I am left with just two choices (that I am aware of); I can believe that everything is left up to human chance or to a loving sovereign God who only wants good to come to my life. God told His people Israel, “For I know the plans I have for you,” declares the LORD, “plans to prosper you and not harm you, plans to give you hope and a future.” (Jeremiah 29:11) It is not God’s objective to hurt you or me. He is not the destroyer, the thief of life. In John 10:10, Jesus says, “The thief does not come except to steal, and to kill, and to destroy. I have come that they may have life, and that they may have it more abundantly.” If God is our Divine Planner and He only wants what is best for our life, and that He is a giver of all good things, then we need to look at what is happening to us through His divine plan. God is in the details of our life. He is no divine watchmaker, winding up life, then backing off and allowing the watch to run on its own. Place the arrow of “divine plan” in your quiver.

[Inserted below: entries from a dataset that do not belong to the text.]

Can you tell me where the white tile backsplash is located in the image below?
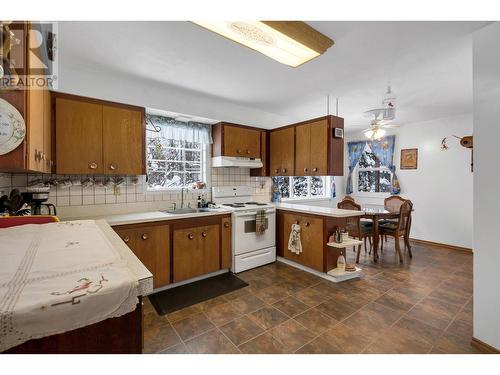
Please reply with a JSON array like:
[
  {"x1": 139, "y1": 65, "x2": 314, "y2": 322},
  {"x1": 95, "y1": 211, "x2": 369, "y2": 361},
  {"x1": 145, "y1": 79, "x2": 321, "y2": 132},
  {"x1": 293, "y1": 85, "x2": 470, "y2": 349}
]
[{"x1": 0, "y1": 168, "x2": 272, "y2": 216}]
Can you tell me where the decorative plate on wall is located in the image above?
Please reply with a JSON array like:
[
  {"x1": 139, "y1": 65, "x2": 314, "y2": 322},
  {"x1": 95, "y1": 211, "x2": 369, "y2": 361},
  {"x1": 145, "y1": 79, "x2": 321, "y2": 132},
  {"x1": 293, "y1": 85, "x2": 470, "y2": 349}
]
[{"x1": 0, "y1": 99, "x2": 26, "y2": 155}]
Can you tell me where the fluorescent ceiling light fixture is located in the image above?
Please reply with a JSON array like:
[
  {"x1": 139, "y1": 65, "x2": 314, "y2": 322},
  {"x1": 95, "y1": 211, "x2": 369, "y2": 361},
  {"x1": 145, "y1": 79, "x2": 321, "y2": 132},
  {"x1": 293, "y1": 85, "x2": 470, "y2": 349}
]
[
  {"x1": 365, "y1": 128, "x2": 386, "y2": 141},
  {"x1": 193, "y1": 21, "x2": 333, "y2": 68}
]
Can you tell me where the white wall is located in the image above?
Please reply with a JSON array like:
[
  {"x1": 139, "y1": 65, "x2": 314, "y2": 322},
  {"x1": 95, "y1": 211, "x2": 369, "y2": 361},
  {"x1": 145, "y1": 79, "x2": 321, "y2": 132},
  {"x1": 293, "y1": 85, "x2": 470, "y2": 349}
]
[
  {"x1": 339, "y1": 114, "x2": 473, "y2": 248},
  {"x1": 473, "y1": 22, "x2": 500, "y2": 349},
  {"x1": 57, "y1": 65, "x2": 289, "y2": 128}
]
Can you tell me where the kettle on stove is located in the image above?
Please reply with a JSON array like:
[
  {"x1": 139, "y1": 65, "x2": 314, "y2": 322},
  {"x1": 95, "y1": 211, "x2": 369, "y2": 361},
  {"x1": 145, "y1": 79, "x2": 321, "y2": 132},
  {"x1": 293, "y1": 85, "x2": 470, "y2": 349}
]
[{"x1": 21, "y1": 191, "x2": 57, "y2": 216}]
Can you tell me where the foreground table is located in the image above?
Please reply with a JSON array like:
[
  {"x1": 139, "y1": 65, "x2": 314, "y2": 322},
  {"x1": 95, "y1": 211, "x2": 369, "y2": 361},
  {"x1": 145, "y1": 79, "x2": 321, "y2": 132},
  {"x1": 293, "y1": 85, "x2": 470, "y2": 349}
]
[{"x1": 361, "y1": 204, "x2": 399, "y2": 262}]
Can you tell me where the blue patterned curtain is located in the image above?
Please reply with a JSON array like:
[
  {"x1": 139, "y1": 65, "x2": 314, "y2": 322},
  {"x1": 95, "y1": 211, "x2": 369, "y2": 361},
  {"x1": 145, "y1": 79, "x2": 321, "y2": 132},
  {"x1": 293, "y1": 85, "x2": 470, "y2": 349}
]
[
  {"x1": 146, "y1": 113, "x2": 212, "y2": 144},
  {"x1": 368, "y1": 135, "x2": 401, "y2": 195},
  {"x1": 345, "y1": 141, "x2": 366, "y2": 194},
  {"x1": 271, "y1": 176, "x2": 283, "y2": 202}
]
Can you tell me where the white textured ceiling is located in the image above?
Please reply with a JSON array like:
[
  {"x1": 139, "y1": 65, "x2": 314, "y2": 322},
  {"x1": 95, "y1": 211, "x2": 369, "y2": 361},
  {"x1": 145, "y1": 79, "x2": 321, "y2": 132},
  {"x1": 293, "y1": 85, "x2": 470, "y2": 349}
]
[{"x1": 59, "y1": 21, "x2": 485, "y2": 130}]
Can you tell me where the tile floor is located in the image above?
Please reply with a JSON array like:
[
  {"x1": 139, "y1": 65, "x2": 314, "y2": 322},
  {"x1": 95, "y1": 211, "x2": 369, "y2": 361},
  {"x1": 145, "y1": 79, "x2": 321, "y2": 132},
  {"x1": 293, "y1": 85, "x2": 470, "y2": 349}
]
[{"x1": 144, "y1": 239, "x2": 477, "y2": 354}]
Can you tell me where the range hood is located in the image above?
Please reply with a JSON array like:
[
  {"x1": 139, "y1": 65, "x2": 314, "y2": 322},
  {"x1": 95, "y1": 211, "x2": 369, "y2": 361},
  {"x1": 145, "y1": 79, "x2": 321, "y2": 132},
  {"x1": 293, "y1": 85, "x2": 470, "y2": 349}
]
[{"x1": 212, "y1": 156, "x2": 262, "y2": 168}]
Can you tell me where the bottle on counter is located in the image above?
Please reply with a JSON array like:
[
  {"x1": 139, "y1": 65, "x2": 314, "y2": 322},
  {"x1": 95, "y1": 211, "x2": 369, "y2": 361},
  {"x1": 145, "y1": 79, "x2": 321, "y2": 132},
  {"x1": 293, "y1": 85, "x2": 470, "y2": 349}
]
[{"x1": 337, "y1": 251, "x2": 345, "y2": 271}]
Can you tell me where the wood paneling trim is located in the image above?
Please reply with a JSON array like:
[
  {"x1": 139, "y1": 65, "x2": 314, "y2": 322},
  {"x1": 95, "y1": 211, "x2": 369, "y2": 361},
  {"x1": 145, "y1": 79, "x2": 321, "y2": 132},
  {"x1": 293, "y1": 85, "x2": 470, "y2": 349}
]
[
  {"x1": 212, "y1": 122, "x2": 224, "y2": 156},
  {"x1": 410, "y1": 238, "x2": 473, "y2": 254},
  {"x1": 214, "y1": 121, "x2": 265, "y2": 131},
  {"x1": 470, "y1": 337, "x2": 500, "y2": 354},
  {"x1": 269, "y1": 115, "x2": 334, "y2": 133}
]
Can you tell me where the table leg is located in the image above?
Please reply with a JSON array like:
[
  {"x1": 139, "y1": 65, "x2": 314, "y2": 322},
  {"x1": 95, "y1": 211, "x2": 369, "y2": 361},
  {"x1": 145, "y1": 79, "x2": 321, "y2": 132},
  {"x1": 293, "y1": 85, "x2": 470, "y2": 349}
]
[{"x1": 373, "y1": 216, "x2": 379, "y2": 262}]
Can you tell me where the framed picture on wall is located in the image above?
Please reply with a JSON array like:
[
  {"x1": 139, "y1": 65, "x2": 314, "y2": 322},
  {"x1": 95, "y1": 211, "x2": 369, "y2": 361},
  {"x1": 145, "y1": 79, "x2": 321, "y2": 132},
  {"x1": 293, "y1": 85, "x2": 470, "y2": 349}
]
[{"x1": 399, "y1": 148, "x2": 418, "y2": 169}]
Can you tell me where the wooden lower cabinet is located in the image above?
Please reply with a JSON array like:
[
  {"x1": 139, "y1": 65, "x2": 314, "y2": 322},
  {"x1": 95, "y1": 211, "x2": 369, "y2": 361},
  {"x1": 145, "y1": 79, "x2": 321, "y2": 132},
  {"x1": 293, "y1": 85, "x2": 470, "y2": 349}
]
[
  {"x1": 113, "y1": 224, "x2": 170, "y2": 288},
  {"x1": 280, "y1": 213, "x2": 324, "y2": 272},
  {"x1": 173, "y1": 224, "x2": 220, "y2": 283},
  {"x1": 113, "y1": 215, "x2": 232, "y2": 289}
]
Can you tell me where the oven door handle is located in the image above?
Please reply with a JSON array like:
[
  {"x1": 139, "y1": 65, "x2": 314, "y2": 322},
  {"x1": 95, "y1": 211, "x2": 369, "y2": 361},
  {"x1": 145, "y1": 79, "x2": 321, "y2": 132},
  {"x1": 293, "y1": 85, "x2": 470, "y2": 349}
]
[{"x1": 235, "y1": 210, "x2": 276, "y2": 217}]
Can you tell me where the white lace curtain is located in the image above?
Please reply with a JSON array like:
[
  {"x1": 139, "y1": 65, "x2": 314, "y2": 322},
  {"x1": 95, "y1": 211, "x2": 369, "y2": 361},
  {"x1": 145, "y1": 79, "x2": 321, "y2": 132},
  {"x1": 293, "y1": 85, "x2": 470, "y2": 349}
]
[{"x1": 146, "y1": 114, "x2": 212, "y2": 144}]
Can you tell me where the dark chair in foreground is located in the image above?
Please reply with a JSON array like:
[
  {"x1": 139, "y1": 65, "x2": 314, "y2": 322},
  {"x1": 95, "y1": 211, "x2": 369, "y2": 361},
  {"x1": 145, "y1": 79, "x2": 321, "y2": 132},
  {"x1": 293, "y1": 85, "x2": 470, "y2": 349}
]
[
  {"x1": 379, "y1": 200, "x2": 413, "y2": 263},
  {"x1": 337, "y1": 197, "x2": 373, "y2": 263}
]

I am reminded of a lady who, when viewed through my limited understanding of life, was dealt a bad hand. Her name is Frances Jane van Alstyne, or more commonly known as Fanny Crosby. She was an American mission worker. We know her best for her hymns, writing more than 8,000 of them along with other gospel songs. According to one website, her music has been reprinted a 100 million times. I think we can all agree that she was extremely talented and gifted by God. But life from purely a human perspective, was not fair to her. She had lost her eyesight through an eye infection and medical ignorance at the ripe old age of six weeks. On top of all that she was married in 1858 at the age of 38 and in 1859 she gave birth to a baby but the child died shortly after birth. Was life fair to Fanny Crosby? No, not from a human perspective but from God’s perspective and Fanny’s it was more than fair—It was just right! Think on her words concerning the life she was given, no fault of her own. “If I had a choice, I would still choose to remain blind…for when I die, the first face I will ever see will be the face of my blessed Savior.”  I believe Fanny’s quiver was full. She knew exactly what the arrow of personal control was all about—her responsibility, balanced with the awareness of the arrow of divine plan—Fanny’s life was not just good, it was just right—I would call it fair.

What about your life? What is in your quiver?

This is Pastor Pat FROM BEHIND THE PEN—wishing you Joy in Jesus!